Thursday, June 4, 2009

Literature and the Writing Process:

Summary & Description vs. Analysis & Argument


Summary: tells what is happening; summarizes plot; basically paraphrases the poem in plain (nonpoetic) language

Ex: The speaker in “The Flea” compares having sex to the blood-mingling bite of a flea, in order to convince his beloved that sex would not be a big deal.

Description: may take note of particular poetic devices, but makes no argumentative comment on those devices

Ex: Donne creates an extended metaphor by comparing the mingling of bodies in sex to the mingling of blood in a flea bite. He also uses religious imagery by comparing the flea to a “temple” in which the speaker and the beloved are “cloistered.”

What is missing? --any ANALYSIS of HOW these poetic devices function in the poem and so of WHY the author might have chosen to use them

Analysis: asks and answers how poetic devices function in the poem, what they signify or mean

Ex: By creating an extended metaphor in which the bite of a flea represents the act of sex, the speaker suggests to his beloved that sex is as insignificant, harmless, and sinless as the tiny flea bite. He also suggests that the holiness of their physical union is already contained in the flea, for he refers to it as a “temple” in which they are “cloistered.”
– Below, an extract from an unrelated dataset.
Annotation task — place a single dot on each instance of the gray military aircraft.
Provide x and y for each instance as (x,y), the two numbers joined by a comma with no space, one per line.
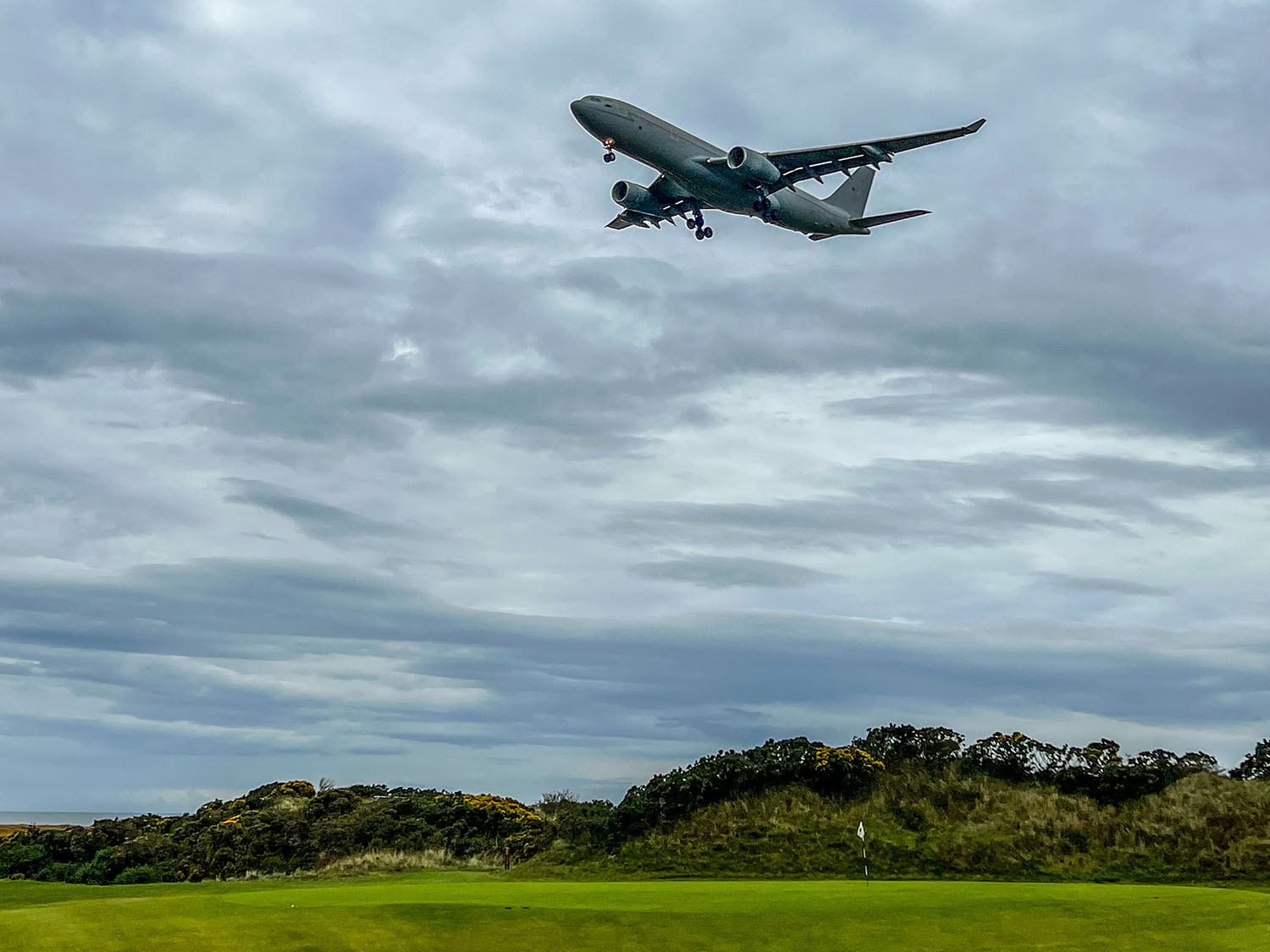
(696,175)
Argument: uses analytical points to make an arguable claim about the poem as a whole

Ex: In John Donne’s “The Flea,” the speaker tries to convince his beloved to have sex with him by comparing the act of sex to the insignificant, sinless bite of a flea. But the speaker tries to have it both ways: at the same time that he uses the flea as a symbol of sinless insignificance, he also tries to convince his beloved that their union would be as grand and holy as the flea, which he compares to a “temple.”